Pourquoi un crocodile comme symbole? Selon lui, cela fait référence à l'expression néerlandaise "Paarse krokodil" (crocodile violet), qui symbolise dans le pays la bureaucratie inutile depuis les années 2000. À l'époque, une compagnie d'assurance aux Pays-Bas avait fait parler d'elle avec une publicité humoristique, dans laquelle un secrétaire demande à une mère de remplir et de lui remettre un certificat recto-verso pour pouvoir récupérer la bouée oubliée par sa fille la veille. Une situation absurde alors que l'objet se trouve juste derrière lui.

Pour le praticien, ces procédures "bloquent l'accès aux soins" et "représentent un coût faramineux pour la Sécurité sociale". "On ne s'en sort pas. Quand je passe mon temps à remplir ces papiers, ça bloque un créneau pour un patient qui en aurait potentiellement vraiment besoin: un enfant malade, une personne âgée... Je la verrais plus tard, ou bien je serais obligé de lui consacrer moins de temps", regrette-t-il.

"On est devenus des contrôleurs de la santé", déplore le médecin, qui dit avoir "l'impression de vivre dans une société du sur-contrôle, où règne une espèce de suspicion généralisée".

Écoles, bailleurs sociaux, employeurs...

Le pire, selon lui, c'est qu'il est régulièrement amené à certifier "des choses incertifiables". "Est-ce que ce patient est apte à grimper à une échelle de 2m? Est-ce qu'il est capable de reprendre la natation ou la danse classique? Je peux bien sûr l'estimer grossièrement en fonction de son état de santé global, mais ça se base principalement sur la déclaration du patient, et donc sur sa bonne foi", explique le Dr Michael Rochoy.

Les arrêts de travail courts (de moins de 3 jours) et ceux pour enfants malades sont également dans son viseur. Lui est plutôt favorable à un système de quota annuel de journées d'arrêts courts sans certificats requis, comme cela se fait en Belgique ou aux Pays-Bas. Selon lui, le risque d'abus serait restreint dans la mesure où un salarié n'est pas indemnisé par la Sécurité sociale pendant sa période de carence.

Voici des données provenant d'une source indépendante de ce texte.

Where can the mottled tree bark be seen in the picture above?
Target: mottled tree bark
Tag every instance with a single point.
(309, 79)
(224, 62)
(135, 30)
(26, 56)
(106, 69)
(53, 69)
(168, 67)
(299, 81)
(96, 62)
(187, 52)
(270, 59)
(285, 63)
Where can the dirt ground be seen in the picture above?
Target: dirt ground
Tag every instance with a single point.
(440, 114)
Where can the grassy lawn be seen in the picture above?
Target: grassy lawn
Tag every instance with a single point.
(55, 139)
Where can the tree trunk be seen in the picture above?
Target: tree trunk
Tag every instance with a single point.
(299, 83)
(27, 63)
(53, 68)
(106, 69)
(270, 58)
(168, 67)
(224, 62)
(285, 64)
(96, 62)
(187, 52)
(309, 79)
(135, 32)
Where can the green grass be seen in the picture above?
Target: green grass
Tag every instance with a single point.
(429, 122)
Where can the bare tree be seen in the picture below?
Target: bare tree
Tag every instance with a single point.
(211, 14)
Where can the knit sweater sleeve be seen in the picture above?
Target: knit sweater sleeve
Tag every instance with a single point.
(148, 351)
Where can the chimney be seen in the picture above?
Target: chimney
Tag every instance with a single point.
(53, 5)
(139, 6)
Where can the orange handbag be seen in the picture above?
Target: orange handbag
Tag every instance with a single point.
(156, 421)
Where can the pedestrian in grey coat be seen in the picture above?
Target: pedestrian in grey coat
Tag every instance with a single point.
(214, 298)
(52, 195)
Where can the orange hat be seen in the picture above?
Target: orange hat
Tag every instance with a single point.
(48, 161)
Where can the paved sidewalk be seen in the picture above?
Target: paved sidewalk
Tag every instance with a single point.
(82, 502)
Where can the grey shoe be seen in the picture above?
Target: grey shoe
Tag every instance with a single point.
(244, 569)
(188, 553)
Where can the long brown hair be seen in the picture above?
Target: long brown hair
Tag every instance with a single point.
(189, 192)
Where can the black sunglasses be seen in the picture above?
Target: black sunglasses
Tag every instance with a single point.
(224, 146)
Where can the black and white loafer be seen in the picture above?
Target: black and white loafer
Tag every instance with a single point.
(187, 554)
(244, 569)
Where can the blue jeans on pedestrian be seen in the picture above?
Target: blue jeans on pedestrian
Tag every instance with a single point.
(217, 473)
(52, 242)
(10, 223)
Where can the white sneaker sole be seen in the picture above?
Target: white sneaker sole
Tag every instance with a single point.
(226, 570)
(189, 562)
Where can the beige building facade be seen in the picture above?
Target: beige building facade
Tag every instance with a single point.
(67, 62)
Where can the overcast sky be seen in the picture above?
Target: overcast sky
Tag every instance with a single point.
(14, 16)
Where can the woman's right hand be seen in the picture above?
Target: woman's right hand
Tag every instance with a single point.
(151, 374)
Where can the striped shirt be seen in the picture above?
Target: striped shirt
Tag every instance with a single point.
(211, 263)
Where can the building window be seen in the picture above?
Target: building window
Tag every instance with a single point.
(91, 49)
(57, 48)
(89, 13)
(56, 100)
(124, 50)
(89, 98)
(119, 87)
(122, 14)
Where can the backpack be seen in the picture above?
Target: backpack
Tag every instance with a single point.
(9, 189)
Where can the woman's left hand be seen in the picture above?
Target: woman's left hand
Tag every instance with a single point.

Mais ça ne s'arrête pas là. Justificatifs Pôle emploi, bailleurs sociaux, établissements scolaires, renouvellement de soins pour les infirmières... Le praticien du Pas-de-Calais dresse une liste interminable de cas divers et variés dans lesquels un certificat médical est demandé. Jusqu'aux assurances, qui n'hésitent pas à se tourner vers les généralistes afin de connaître l'intégralité des antécédents médicaux d'une personne dans le cas de l'achat d'un bien immobilier par exemple. "Une pratique illégale", rappelle Michael Rochoy.

Le ministre de la Santé François Braun a reconnu, début février l'"absurdité" de certains certificats. En réponse aux recommandations d'un rapport sur la simplification administrative, il a promis de "clarifier avant la fin du premier semestre 2023" les règles en la matière, en énonçant 15 mesures de simplification administratives. "Du vent, rien que du vent" pour le médecin du nord de la France, qui considère que ces annonces sont "insuffisantes", notamment au niveau des certificats d'arrêts maladie ou enfants malades.

Quant aux promesses de clarification des règles en matière de certificats médicaux, celles-ci sont pour la plupart "déjà existantes" puisque la réglementation avait été revue en 2011. Il regrette aussi que ces mesures concernent principalement la numérisation des données, ce qui n'est pas forcément synonyme de "simplification" ou de "gain de temps" pour les médecins, selon lui. En ce qui concerne les certificats dédiés à la pratique sportive notamment, "qu'est-ce qui va nous assurer des résultats?", s'interroge enfin le professionnel.